И на зов проводного колокола, на все крутые речные берега, на приречные холмы, на городские и монастырские стены сбегались россияне, где только не мешала весенняя шалая вода, и, вслушиваясь в погребальный звон, неистово крестились и причитали: «Умер наш царь-батюшка! Осиротела Рассиюшка! Умер наместник Божий, избранник народный!» И повсюду по городам и весям, выражая скорбь, народ вставал на колени и крестился, и лбами бил о сырую землю, и просил отпущении грехов у Бога: «Не уберегли царя-батюшку...»
На колокольный звон стругов, что шли под парусами по быстрой воде в низовья, отзывались колокола в Коломне и Рязани, в Касимове и Муроме — по всем городам, монастырям, сельским церквам и звонницам, что стояли на пути стругов до Казани.

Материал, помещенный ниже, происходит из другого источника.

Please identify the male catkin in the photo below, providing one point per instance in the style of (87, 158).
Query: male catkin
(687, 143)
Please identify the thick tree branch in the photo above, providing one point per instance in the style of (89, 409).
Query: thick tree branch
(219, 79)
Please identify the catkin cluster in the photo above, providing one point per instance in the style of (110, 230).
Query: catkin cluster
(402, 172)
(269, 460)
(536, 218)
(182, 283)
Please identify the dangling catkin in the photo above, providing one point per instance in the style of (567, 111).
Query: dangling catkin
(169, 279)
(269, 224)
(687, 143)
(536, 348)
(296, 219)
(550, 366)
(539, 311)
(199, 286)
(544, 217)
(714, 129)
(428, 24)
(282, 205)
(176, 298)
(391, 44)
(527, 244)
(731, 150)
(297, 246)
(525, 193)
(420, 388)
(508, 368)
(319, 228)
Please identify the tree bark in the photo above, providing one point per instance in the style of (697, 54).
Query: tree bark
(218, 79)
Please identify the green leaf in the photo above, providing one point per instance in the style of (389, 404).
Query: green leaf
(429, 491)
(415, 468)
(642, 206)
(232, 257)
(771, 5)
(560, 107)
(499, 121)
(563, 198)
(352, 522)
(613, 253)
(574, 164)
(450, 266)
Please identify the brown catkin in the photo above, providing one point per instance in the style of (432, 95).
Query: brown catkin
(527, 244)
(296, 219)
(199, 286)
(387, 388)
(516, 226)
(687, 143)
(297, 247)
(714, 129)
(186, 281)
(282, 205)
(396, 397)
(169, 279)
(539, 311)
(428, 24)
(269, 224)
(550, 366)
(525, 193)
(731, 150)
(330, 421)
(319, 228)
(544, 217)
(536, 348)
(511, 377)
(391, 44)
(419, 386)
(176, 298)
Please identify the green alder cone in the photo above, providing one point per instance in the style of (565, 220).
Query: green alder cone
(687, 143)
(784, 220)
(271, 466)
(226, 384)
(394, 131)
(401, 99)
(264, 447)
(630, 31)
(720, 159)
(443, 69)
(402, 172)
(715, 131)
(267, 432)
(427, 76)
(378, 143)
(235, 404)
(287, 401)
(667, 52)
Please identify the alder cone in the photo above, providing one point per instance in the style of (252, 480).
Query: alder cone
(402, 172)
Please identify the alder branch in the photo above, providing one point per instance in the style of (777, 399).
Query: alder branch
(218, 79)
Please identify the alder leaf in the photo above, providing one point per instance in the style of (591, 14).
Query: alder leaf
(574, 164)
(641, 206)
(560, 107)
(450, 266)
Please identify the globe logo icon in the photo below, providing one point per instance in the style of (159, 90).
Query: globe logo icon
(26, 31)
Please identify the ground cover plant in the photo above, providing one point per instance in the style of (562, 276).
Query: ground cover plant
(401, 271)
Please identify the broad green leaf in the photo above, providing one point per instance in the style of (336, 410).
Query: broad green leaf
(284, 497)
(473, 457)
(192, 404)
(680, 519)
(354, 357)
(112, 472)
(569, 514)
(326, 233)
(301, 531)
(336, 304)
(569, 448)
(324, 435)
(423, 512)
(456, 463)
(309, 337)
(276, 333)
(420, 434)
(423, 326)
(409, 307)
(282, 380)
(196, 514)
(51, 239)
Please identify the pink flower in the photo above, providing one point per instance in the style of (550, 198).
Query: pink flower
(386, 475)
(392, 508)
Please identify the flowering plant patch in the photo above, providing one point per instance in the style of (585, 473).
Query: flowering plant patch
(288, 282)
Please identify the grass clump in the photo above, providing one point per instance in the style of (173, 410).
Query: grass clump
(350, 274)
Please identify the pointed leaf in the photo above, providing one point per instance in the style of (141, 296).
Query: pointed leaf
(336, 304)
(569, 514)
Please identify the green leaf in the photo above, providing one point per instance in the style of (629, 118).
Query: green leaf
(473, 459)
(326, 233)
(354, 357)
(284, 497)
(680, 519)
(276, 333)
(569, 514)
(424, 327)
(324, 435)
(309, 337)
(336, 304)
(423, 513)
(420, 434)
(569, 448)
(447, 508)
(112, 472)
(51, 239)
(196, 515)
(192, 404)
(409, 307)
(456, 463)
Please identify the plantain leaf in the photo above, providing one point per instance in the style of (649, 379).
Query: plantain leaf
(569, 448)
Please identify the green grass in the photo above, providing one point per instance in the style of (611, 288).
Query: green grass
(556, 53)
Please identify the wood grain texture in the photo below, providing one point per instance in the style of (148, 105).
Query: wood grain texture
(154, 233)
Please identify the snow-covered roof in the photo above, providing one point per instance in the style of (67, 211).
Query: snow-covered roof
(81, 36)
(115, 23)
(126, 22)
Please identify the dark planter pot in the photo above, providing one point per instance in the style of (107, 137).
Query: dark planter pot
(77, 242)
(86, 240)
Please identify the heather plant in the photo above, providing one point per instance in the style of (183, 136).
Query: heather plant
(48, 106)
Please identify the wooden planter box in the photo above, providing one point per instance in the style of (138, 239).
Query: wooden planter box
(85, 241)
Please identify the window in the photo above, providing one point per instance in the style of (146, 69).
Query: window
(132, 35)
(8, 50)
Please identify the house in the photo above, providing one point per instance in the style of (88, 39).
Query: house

Погребальный колокольный звон катился-плыл над Русью волнами на все стороны света, достигал лесной глухомани и поднимал народ, наполняя его горем. На папертях церквей собирались калики и убогие, стонали, возносили руки к небу, молились Богу: «Владыко Господи Боже наш, прими душу раба твоего и упокой его в недрах авраама...» — славили почившего в бозе царя-батюшку, причисляя его к лику святых. Всё без меры, всё неистово, не ведая, что завтра будут клясть и ругать покойного государя.
И лишь не было плачу окрестного, когда струги проплывали вдоль берегов земли Нижегородской, мимо самого Нижнего Новгорода, где пребывал в неволе опальный Богдан Бельский. Мало люду выходило здесь на берега Оки и Волги. Повымер он за три моровых года. Знали нижегородцы, что вся Русь голодом исходила в те три печальные года, и хотя уповали они на Бога, но помощи всё-таки от государя ждали. И ходоков посылали в Москву к самому царю. Да царь отвернулся тогда от нижегородцев. А и была помощь, так тем, кто и без неё жил безголодно. И лишь патриарх Иов прислал обоз из Коломны, лишь митрополит Казанский Гермоген дважды пришёл на помощь, отправляя по зимнику хлебные обозы в голодный край.
Надломились вера и любовь нижегородцев к царю Борису. И теперь они смотрели больше на юго-запад, откуда во главе рати шёл законный царь Дмитрий на Москву.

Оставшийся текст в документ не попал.